Susana San Juan es el reverso de todos los demás personajes del libro, una mujer misteriosa e inalcanzable, la única persona que Pedro Páramo no ha podido hacer suya. Cuando finalmente reaparece en Comala, después de treinta años de ausencia, Susana se muestra alucinada; muerta en vida y, perdida la razón, vive en el pasado, sumergida en un mundo propio, impenetrable que imposibilita todo tipo de amor. Con su muerte, al perder todo lo que más quiso, Pedro Páramo se desmorona y con él muere Comala: Me cruzaré de brazos y Comala se morirá de hambre.

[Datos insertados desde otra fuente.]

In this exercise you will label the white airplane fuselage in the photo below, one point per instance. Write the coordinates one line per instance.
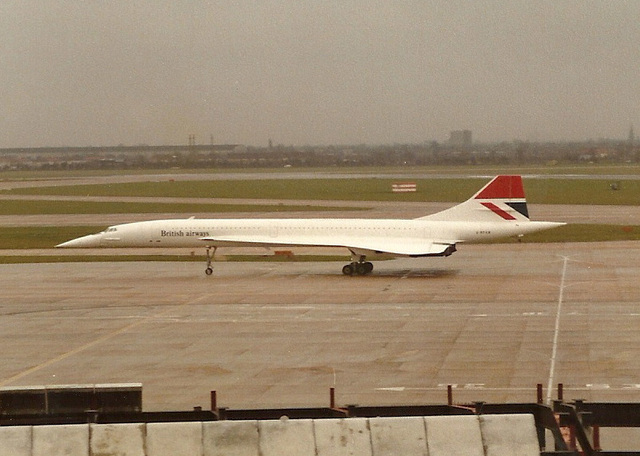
(497, 210)
(306, 232)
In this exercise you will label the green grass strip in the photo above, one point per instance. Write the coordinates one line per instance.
(44, 207)
(541, 191)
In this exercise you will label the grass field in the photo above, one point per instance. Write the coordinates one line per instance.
(586, 191)
(47, 207)
(540, 191)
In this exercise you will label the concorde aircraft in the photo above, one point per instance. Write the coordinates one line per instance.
(499, 209)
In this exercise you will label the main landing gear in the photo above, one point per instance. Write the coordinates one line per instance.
(357, 267)
(210, 255)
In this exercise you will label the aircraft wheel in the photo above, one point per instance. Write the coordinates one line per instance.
(347, 269)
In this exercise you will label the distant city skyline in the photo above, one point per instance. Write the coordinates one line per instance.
(299, 72)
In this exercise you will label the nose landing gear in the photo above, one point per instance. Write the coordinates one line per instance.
(357, 267)
(210, 259)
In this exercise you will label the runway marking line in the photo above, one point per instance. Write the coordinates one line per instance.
(556, 331)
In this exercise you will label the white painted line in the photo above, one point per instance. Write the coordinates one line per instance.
(556, 332)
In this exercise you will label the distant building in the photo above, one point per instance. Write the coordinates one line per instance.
(460, 138)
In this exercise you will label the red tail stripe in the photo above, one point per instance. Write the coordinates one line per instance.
(502, 213)
(503, 187)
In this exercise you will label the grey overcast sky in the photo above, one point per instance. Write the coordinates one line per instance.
(303, 72)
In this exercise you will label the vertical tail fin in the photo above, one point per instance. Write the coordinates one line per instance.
(501, 199)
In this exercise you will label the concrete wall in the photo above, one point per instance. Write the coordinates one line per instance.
(486, 435)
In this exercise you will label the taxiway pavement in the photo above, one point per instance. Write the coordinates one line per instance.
(491, 320)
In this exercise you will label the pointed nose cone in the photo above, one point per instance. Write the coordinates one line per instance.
(89, 241)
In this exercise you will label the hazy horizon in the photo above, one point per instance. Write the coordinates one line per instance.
(317, 73)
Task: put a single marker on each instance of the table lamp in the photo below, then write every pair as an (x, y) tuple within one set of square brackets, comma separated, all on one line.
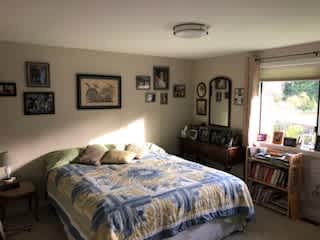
[(4, 162)]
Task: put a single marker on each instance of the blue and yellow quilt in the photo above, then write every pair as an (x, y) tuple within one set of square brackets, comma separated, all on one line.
[(152, 198)]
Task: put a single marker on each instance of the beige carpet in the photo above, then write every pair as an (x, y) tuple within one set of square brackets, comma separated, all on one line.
[(268, 226)]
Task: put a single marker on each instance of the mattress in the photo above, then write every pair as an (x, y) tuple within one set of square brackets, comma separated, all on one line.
[(160, 196)]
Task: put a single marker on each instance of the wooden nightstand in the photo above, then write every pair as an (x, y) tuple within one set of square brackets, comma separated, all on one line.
[(27, 191)]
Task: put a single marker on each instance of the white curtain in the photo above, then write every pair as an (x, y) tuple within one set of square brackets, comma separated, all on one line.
[(251, 124)]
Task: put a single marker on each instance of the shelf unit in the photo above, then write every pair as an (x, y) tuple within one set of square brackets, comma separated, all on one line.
[(293, 179)]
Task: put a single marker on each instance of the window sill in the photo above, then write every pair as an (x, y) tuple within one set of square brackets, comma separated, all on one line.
[(306, 152)]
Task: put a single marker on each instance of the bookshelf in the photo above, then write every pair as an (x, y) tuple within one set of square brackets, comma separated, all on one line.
[(275, 181)]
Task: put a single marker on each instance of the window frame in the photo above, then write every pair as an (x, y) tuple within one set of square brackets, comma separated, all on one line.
[(316, 128)]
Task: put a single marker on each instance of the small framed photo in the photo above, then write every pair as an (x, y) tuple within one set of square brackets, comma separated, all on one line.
[(160, 78), (36, 103), (277, 138), (238, 96), (8, 89), (290, 142), (163, 98), (201, 89), (98, 91), (201, 106), (179, 90), (150, 97), (37, 74), (204, 134), (143, 82), (221, 83), (218, 96), (193, 134)]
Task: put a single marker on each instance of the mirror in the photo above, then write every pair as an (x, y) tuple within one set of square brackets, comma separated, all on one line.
[(220, 102)]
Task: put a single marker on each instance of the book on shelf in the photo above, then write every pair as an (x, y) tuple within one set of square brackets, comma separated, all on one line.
[(282, 160), (269, 175), (267, 195)]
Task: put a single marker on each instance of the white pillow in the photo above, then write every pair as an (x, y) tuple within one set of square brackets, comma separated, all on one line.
[(117, 157)]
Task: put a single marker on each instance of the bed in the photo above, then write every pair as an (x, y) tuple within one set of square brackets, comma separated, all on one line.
[(160, 196)]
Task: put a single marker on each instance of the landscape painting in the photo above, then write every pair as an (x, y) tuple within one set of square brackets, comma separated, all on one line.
[(98, 91)]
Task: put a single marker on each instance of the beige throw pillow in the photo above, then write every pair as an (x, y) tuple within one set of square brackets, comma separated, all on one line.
[(117, 156), (91, 155), (137, 149)]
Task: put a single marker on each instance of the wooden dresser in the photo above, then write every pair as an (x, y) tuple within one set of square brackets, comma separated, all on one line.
[(207, 153)]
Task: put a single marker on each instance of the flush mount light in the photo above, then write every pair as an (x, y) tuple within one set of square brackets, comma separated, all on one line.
[(190, 30)]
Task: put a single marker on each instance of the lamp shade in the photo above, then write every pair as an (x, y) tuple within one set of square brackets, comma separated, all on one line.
[(4, 159)]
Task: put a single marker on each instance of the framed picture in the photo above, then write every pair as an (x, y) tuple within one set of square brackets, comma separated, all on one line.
[(317, 145), (36, 103), (98, 91), (160, 78), (8, 89), (218, 96), (201, 89), (238, 96), (204, 134), (201, 106), (221, 83), (290, 142), (163, 98), (150, 97), (192, 134), (143, 82), (37, 74), (179, 90), (277, 138)]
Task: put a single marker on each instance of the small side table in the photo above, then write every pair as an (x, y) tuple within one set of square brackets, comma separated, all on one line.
[(27, 191)]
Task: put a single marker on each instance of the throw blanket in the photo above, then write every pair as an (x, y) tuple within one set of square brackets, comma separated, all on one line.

Y así lo hizo. En “la pura maldad de su vida” solo ha quedado como algo positivo el amor a Susana, amor que ha arrastrado como una pesada carga pero que es el único aspecto humano y sensible de Pedro Páramo, que le ha permitido algunas hermosas ensoñaciones, los hermosos pasajes líricos de la novela.

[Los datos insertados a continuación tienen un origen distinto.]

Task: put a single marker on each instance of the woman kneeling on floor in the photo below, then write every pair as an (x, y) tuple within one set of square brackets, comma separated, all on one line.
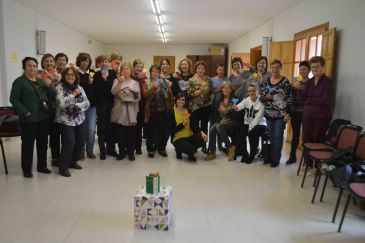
[(182, 136)]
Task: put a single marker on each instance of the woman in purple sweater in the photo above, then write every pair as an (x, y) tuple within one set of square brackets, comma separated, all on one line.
[(317, 98)]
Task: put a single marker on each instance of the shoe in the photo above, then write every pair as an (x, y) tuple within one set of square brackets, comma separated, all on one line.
[(91, 156), (231, 152), (210, 156), (191, 157), (44, 170), (162, 153), (138, 151), (28, 174), (112, 153), (65, 173), (76, 166)]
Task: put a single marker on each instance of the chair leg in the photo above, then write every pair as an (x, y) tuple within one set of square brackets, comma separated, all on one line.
[(4, 159), (305, 174), (300, 163), (344, 213), (323, 189), (317, 185), (337, 204)]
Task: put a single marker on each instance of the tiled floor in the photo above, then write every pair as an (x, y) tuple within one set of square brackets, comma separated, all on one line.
[(217, 201)]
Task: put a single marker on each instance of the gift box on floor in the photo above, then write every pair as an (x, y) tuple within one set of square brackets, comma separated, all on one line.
[(153, 211)]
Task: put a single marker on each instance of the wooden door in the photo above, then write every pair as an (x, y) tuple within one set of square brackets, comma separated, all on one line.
[(328, 50), (158, 59)]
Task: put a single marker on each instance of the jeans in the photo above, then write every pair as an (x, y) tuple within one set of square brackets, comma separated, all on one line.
[(276, 131), (90, 120)]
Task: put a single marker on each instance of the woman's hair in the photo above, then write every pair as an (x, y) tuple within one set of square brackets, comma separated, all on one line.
[(262, 58), (189, 62), (306, 64), (45, 56), (155, 67), (82, 57), (276, 61), (27, 59), (226, 84), (236, 59), (67, 69), (200, 63), (317, 59), (137, 61)]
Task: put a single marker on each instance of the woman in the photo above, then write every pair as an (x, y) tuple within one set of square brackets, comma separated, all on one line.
[(200, 93), (182, 137), (103, 80), (239, 78), (49, 72), (277, 96), (28, 96), (297, 115), (180, 81), (83, 62), (71, 105), (219, 78), (224, 121), (126, 93), (158, 104), (254, 123), (317, 98), (140, 76)]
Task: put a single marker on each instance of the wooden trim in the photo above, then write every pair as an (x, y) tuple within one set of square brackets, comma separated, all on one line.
[(316, 30)]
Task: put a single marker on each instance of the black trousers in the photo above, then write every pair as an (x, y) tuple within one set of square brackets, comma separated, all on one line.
[(296, 122), (139, 127), (157, 131), (54, 138), (189, 145), (253, 137), (127, 139), (73, 142), (106, 139), (37, 132)]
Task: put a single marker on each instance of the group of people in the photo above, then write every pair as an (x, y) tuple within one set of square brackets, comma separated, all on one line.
[(124, 103)]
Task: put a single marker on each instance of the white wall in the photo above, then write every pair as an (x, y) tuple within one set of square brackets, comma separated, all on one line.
[(146, 52), (347, 17), (19, 33)]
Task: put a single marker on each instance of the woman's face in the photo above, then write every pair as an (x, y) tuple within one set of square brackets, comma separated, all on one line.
[(317, 69), (155, 74), (226, 90), (276, 69), (304, 71), (180, 102), (138, 68), (165, 67), (48, 63), (261, 65), (236, 66), (200, 70), (184, 66), (70, 77), (31, 68), (220, 71), (251, 91), (61, 62), (84, 64)]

Pensaba en ti, Susana. En las lomas verdes. Cuando volábamos papalotes en la época del aire. Oíamos allá abajo el rumor viviente del pueblo mientras estábamos encima de él, arriba de la loma, en tanto se me iba el hilo de cáñamo arrastrado por el viento. “Ayúdame, Susana”. Y unas manos suaves se apretaban a nuestras manos. “Suelta más hilo”. El aire nos hacía reír, juntaba la mirada de nuestros ojos […] Tus labios estaban mojados como si los hubiera besado el rocío.

Pensaba en ti, Susana. Miraba caer las gotas iluminadas por los relámpagos, y cada vez que respiraba, cada vez que pensaba, pensaba en ti, Susana.Su

El día que te fuiste entendí que no te volvería a ver. Ibas teñida de rojo por el sol de la tarde, por el crepúsculo ensangrentado del cielo.  Sonreías.

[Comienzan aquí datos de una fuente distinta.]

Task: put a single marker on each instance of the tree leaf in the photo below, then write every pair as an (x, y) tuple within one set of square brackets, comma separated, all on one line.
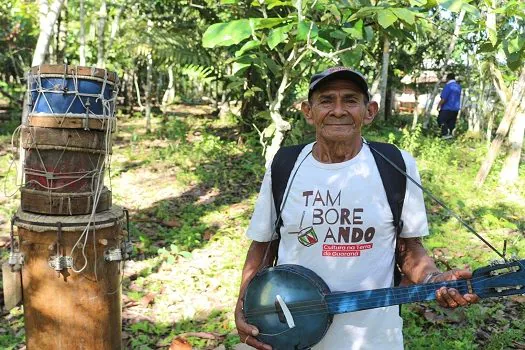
[(353, 57), (493, 36), (227, 34), (404, 14), (278, 35), (369, 33), (452, 5), (263, 23), (338, 34), (247, 47), (276, 3), (514, 45), (386, 18), (303, 28), (357, 31)]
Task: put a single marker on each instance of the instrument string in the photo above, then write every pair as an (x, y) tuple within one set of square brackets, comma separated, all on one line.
[(399, 295)]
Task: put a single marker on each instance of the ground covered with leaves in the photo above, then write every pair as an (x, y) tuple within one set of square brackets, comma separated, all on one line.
[(190, 186)]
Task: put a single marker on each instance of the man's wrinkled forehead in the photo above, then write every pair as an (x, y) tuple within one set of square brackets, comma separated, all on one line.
[(337, 87)]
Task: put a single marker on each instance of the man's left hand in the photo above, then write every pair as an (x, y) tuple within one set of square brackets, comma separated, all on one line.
[(451, 297)]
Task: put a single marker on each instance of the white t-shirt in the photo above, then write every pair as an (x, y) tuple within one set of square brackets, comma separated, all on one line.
[(337, 222)]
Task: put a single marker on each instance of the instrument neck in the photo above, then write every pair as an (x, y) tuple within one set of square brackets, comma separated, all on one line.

Hace mucho tiempo que te fuiste, Susana. La luz era igual entonces que ahora, no tan bermeja; pero era la misma pobre luz sin hombre envuelta en el paño blanco de la neblina que hay ahora. Era el mismo momento. Yo aquí, junto a la puerta mirando el amanecer y mirando cuando te ibas, siguiendo el camino del Cielo; por donde el Cielo comenzaba a abrirse en luces, alejándote, cada vez más desteñida entre las sombras de la tierra. Fue la última vez que te vi. Pasaste rozando con tu cuerpo las ramas del paraíso que está en la vereda y te llevaste con tu aire las últimas hojas. Luego desapareciste. Te dije: “¡Regresa, Susana!”.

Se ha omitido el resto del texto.